OMÜ, bir banka ve holding ortasında yemek hizmetlerin kolay ve süratli yapılabilmesi için E-Kampüs protokolü imzalandı. OMÜ Rektörlüğünde imzalanan protokol metnine Rektör Prof. Dr. Fatma Aydın ve firma yetkilileri imza attı.
"Dijitalleşme ve toplumsal sorumluluk ismine değerli bir adım"
Protokol hakkında değerlendirmelerde bulunan Rektör Prof. Dr. Fatma Aydın, "Ondokuz Mayıs Üniversitesi olarak öğrencilerimizin hayat kalitesini artırmaya ve dijital dönüşüm süreçlerine öncülük etmeye devam ediyoruz. E-Kampüs protokolü ile yemek hizmetlerine daha kolay, süratli ve erişilebilir bir sistem kazandırmanın yanı sıra, toplumsal sorumluluk şuuruyla hayata geçirilen askıda yemek uygulaması ile öğrenciler ortası dayanışmayı güçlendirmeyi hedefliyoruz. Bu protokolün öğrenci ve işçimize iyi olmasını diliyoruz" tabirlerini kullandı.
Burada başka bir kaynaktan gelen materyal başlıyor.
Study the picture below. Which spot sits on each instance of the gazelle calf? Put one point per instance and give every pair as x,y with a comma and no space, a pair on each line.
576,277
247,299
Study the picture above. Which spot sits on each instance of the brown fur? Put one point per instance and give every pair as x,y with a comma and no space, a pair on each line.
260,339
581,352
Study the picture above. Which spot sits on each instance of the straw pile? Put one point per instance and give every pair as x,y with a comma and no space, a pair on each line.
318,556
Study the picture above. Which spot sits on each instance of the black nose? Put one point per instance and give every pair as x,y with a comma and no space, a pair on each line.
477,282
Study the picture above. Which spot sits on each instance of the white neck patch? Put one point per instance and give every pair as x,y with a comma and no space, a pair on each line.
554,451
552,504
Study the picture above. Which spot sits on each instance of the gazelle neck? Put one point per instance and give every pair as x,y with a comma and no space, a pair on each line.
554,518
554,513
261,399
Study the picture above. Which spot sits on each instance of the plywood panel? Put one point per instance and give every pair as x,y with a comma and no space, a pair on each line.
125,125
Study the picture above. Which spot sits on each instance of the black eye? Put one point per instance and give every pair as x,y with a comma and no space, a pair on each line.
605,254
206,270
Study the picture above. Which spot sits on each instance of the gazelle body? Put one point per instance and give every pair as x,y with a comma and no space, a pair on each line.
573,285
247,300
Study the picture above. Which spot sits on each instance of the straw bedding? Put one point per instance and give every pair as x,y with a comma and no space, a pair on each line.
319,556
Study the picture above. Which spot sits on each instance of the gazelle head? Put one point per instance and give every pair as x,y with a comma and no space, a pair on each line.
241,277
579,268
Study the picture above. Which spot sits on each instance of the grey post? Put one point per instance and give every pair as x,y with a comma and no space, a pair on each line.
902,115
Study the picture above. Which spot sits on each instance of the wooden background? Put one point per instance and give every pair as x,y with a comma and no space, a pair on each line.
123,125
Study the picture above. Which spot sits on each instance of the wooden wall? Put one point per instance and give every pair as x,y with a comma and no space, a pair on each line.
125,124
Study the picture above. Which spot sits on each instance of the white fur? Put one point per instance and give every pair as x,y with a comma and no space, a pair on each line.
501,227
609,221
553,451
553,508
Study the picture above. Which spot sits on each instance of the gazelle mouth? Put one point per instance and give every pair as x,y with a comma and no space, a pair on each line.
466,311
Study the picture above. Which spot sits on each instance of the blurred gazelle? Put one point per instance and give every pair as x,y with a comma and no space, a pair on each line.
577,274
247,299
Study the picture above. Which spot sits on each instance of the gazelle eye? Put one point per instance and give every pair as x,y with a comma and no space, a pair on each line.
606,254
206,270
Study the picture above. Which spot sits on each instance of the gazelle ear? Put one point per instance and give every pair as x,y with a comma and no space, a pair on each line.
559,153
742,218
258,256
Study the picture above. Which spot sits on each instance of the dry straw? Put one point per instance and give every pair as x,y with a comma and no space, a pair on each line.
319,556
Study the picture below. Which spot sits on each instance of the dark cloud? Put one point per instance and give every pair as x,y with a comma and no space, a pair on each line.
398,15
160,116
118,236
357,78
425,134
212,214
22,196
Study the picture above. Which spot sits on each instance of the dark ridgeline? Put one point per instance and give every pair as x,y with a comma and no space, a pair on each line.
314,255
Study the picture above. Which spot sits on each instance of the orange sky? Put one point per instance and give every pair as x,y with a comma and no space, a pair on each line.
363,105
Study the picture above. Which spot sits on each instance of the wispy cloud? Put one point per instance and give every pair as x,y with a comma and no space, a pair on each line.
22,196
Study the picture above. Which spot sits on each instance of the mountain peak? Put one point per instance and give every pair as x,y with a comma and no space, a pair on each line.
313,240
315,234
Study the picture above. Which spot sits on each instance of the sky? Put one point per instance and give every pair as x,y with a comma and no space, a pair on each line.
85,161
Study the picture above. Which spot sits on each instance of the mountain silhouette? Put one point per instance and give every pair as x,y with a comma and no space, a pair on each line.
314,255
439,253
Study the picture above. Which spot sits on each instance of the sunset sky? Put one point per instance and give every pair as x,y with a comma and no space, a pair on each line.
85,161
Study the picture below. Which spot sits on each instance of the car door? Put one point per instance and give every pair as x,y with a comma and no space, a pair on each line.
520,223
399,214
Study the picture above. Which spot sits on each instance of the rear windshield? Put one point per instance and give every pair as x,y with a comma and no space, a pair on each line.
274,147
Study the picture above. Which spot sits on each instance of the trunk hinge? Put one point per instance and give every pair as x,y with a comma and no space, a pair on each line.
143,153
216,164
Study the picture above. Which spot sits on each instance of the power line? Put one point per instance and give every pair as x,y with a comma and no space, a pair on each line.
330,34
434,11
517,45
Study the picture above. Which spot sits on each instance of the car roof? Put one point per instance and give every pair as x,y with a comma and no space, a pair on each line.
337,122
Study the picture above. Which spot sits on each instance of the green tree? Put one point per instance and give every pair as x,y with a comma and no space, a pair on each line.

E-Kampüs uygulamasının sağladığı avantajlar
E-Kampüs aktivasyonu yapan öğrenci ve işçi aktivasyon yaptıkları tarih prestijiyle 1 yıl boyunca her 5 yemekten biri ücretsiz kampanyasından faydalanabilecek. 5 yemekten biri ücretsiz kampanyasından daha sonraki yıllarda üniversiteye yeni kayıt yaptıracak öğrenciler ile yeni vazifeye başlayacak işçi de faydalanabilecek. Ayrıyeten protokolde öğrenciler için askıda yemek uygulaması yer alacak. E-Kampüs uygulaması cep telefonuna indirilen uygulama üzerinden günün her saati yapılabilecek. OMÜ Sıhhat Kültür ve Spor Daire Başkanlığı yemekhanelerinden yemek hizmetinden yararlanmak isteyen öğrenci ve işçi banka kartı yahut kredi kartı ile turnikelerden geçiş yapabilecekler.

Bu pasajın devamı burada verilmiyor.